Gottfried Reinhardt, le producteur du film, et accessoirement fils du grand metteur en scène autrichien Max Reinhardt, engage le réalisateur Robert Siodmak pour mettre en boîte ce drame en costumes. Ayant commencé sa carrière en Allemagne, Siodmak quitte le pays en 1933 lors de l’arrivée au pouvoir des Nazis et se réfugie un temps en France, où il réalise une dizaine de films. Il rejoint ensuite les Etats-Unis et y bâtit une brillante filmographie, riche et variée, passant avec aisance du drame (Vacances de Noël) au film fantastique (Le fils de Dracula), du film de pirate (Le corsaire rouge) au film d’aventure (Le signe du cobra), avant de s’en retourner en Allemagne pour une fin de carrière en demi-teinte.
Côté casting, c’est donc Gregory Peck et Ava Gardner qui décrochent les premiers rôles et donnent corps à ce couple dont l’amour sera sans cesse contrarié.
Le début de carrière de Peck n’est pas si loin, lui qui débuta à l’écran devant la caméra de Jacques Tourneur dans le film de guerre Jour de gloire en 1944 avant d’entrer dans la légende en 1946 avec le flamboyant Duel au soleil de King Vidor. L’acteur est ici en pleine gloire, et force est de constater une filmographie quasiment irréprochable jusqu’au chef-d’œuvre de William Wyler Les grands espaces en 1958.
Il compose ici un personnage complexe, tantôt bien éduqué et rationnel, tantôt inquiétant et à la limite de la folie.
Face à lui, une autre légende du 7ème art, Ava Gardner qui, après un début de carrière comme figurante/passante/silhouette, s’est révélée au public trois ans plus tôt dans un autre film de Siodmak : Les tueurs. Elle retrouvera Gregory Peck quelques années plus tard dans Les neiges du Kilimandjaro d’Henry King et sera l’éternelle Comtesse aux pieds nus de Mankiewicz en 1954.

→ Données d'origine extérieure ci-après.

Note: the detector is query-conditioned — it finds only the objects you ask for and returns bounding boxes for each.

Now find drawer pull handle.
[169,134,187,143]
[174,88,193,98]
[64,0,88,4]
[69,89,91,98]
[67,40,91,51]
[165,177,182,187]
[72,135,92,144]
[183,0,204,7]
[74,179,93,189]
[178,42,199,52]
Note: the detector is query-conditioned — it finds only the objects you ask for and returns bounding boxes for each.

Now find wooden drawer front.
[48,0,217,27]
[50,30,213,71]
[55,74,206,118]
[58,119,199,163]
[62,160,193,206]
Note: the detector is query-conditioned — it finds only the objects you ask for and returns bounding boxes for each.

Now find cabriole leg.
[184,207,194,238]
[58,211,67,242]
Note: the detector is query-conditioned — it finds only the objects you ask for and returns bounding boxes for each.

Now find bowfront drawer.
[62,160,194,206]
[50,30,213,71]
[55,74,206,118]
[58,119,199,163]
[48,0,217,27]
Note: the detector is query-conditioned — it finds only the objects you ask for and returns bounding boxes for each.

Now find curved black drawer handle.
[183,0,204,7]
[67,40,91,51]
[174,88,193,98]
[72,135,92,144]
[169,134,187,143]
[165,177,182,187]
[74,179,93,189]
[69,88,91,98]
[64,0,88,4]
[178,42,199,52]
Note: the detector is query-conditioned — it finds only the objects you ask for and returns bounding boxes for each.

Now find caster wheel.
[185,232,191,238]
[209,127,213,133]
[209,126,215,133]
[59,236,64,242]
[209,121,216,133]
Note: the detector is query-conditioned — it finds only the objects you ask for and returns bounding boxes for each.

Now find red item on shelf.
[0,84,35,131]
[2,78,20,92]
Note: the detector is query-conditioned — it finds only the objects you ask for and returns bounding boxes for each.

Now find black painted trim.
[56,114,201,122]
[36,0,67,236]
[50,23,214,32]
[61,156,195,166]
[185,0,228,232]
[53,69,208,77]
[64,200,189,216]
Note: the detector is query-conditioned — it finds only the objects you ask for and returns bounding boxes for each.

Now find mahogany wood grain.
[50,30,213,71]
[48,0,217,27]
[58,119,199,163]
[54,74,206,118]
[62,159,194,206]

Elle est ici parfaite dans ce rôle d’une jeune aristocrate qui prend la vie et l’amour comme un jeu, n’ose pas miser ses sentiments, et n’a « pas les moyens d’être amoureuse » comme elle le dit au début.
Le grand pécheur
Le parcours de Fédor s’ouvre et se ferme sur des symboles et une imagerie chrétienne. Allongé sur son lit, les bras en croix, visage barbu et éclairé par une source lumineuse venant du haut, Fédor a péché, Fédor a cédé, Fédor n’a pas su résister à la tentation du jeu. Le titre français, s’il fonctionne sur deux niveaux (Passion fatale pour le jeu et pour Pauline), gomme en revanche complètement l’aspect religieux du titre original (The Great Sinner) dans lequel il est dès le départ question de la notion de péché.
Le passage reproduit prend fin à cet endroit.